Une position de principe bien respectable, totalement à l’opposé de ceux qui s’affirment sur les plateaux TV comme « sapeurs-pompiers militaires » de l’Empire républicain. « La révolution Kanak est une émeute de racisme anti-blanc » et les Kanak « viennent coloniser la Nouvelle-Calédonie « blanche » ? » (p. 24). 40 ans de bureaucratisme politique, relève Hamid Mokaddem, ce sont les incendiaires qui siègent au plus hautes fonctions de l’État (p. 6) et décrètent les assujettissent les destinées des populations.

Moussa-Gérard Darmanin préfère, en enfant de supplétif de l’Algérie coloniale, évoquer « la main étrangère » de Bakou et de Pékin. Néfaste plagiat à l’algérienne ! Sur la terre de France et de Navarre, les médias à la solde des banquiers, projettent « les esprits dans le virtuel. Tournent en boucle les montages faussant le réel des télévisions nationales » (p. 8). Que propose Paris pour les jeunes Kanak de la très galactique Nouméa ? Hamid Mokaddem y relève « des banques, des ronds-points, des surfaces commerciales avec quelques échappatoires spirituelles telles que les Temples d’Assemblée de Jéhovah » (page 8). Des murs donc, pour y inscrire des graffitis de la colère et du dégoût.

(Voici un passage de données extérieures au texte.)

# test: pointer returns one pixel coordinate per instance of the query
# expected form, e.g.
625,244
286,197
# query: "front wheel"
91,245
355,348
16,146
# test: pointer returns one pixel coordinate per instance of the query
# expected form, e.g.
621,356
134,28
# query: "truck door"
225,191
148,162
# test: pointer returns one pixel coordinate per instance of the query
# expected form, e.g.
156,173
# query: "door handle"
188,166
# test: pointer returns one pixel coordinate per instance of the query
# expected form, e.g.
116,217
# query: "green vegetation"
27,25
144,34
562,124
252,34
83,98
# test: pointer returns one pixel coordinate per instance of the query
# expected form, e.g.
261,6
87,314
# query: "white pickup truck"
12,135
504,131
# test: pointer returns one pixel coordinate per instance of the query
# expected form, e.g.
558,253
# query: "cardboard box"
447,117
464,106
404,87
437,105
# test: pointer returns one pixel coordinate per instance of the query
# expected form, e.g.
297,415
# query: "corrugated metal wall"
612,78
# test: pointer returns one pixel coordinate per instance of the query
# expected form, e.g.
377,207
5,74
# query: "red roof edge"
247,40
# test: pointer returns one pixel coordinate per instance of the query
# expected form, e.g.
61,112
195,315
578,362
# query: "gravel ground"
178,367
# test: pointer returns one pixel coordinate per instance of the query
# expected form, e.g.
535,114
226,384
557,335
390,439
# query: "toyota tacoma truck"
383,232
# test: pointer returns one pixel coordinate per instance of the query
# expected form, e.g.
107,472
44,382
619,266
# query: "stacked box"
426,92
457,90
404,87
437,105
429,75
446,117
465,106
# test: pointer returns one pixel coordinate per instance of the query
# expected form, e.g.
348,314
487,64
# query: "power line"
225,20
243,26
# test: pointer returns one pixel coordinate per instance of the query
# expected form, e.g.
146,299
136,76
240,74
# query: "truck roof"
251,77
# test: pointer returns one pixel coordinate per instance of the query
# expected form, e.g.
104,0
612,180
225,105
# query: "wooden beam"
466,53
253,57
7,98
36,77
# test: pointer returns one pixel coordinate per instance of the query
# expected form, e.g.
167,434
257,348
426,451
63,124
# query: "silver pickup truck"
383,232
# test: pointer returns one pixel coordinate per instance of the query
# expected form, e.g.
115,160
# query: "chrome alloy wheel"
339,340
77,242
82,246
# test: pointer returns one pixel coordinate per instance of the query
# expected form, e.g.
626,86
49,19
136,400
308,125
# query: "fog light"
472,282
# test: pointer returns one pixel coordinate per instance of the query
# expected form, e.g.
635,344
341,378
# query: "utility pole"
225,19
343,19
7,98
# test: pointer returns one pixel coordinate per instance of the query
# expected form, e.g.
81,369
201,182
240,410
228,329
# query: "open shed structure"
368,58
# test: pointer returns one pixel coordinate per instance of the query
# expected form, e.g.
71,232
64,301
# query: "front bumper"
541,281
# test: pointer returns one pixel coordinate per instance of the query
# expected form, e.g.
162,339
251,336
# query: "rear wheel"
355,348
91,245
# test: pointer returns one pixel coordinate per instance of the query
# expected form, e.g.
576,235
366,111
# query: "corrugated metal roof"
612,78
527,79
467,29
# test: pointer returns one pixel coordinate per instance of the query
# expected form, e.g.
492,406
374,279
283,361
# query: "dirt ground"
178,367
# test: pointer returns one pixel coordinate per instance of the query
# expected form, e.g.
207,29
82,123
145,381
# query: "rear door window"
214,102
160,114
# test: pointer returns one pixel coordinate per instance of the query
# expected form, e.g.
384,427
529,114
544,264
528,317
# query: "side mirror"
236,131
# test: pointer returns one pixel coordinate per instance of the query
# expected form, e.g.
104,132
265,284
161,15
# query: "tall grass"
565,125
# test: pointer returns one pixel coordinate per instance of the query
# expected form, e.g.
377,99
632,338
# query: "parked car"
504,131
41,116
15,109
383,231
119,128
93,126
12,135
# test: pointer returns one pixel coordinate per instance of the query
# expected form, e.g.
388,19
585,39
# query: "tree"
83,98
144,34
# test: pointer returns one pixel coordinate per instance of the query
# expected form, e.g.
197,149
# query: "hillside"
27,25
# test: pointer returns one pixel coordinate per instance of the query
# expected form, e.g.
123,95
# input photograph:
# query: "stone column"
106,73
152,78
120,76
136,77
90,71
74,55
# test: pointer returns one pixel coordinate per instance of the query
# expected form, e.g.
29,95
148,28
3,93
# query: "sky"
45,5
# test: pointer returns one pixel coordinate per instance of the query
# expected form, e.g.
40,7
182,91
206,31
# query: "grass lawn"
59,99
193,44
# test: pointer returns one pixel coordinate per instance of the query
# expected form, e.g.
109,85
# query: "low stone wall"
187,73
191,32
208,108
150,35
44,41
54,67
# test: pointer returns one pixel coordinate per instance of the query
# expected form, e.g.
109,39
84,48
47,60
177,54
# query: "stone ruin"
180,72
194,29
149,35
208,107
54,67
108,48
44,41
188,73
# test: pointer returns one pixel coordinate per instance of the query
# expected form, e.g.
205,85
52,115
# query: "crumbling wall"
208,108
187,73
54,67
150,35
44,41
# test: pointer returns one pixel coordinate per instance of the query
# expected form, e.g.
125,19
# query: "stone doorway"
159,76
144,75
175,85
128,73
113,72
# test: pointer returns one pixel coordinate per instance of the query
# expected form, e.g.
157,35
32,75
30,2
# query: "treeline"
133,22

La bureaucratie « démocratique » et macronienne ont réussies à découper le peuple en catégories « de populations composants des corps électoraux les opposants les uns aux autres » (p. 8). Une politique qui a choisi d’entuber la masse kanak dans le consumérisme du capitalisme, les censures et les corruptions en maquillant les jeux des négociateurs par la justification et l’embellissement de la pensée du théoricien du macronisme, le sieur Alain de Touraine, un social-démocrate du néo-libéralisme.

Nous saisissons, en finalité, que la contribution de Hamid Mokaddem nous éclaire un peu plus sur la cause anticolonialiste du peuple kanak. S’il y a eu des morts lors de la dernière révolte, c’est le fait de miliciens ou des gardes-mobiles eux-mêmes, apprend-on. A Nouméa « y a pas de fusils entre les mains des Kanak ». Les jeunes de Kanaky étaient face à trois compagnies CRS, 32 escadrons de mobiles, 160 GIGN, une quarantaine de Raid. Il ne manquait à cette armada, qu’un croiseur ou une frégate pour reproduire le nettoyage ethnique du 8 mai 45 en Algérie.

Aujourd’hui, pour que la paix revienne, cette paix-là elle s’appelle indépendance, pouvons-nous conclure avec l’écrivain kanak et ami de l’auteur des Chroniques de Kanaky, Waixen Georges Wayewol.

Mohamed-Karim Assouane, universitaire.

*- Hamid Mokaddem, Chroniques de Kanaky (Nouvelle-Calédonie) : 13 mai – 10 juillet 2024, La courte échelle. Editions transit, 119 p., prix : 13 euros.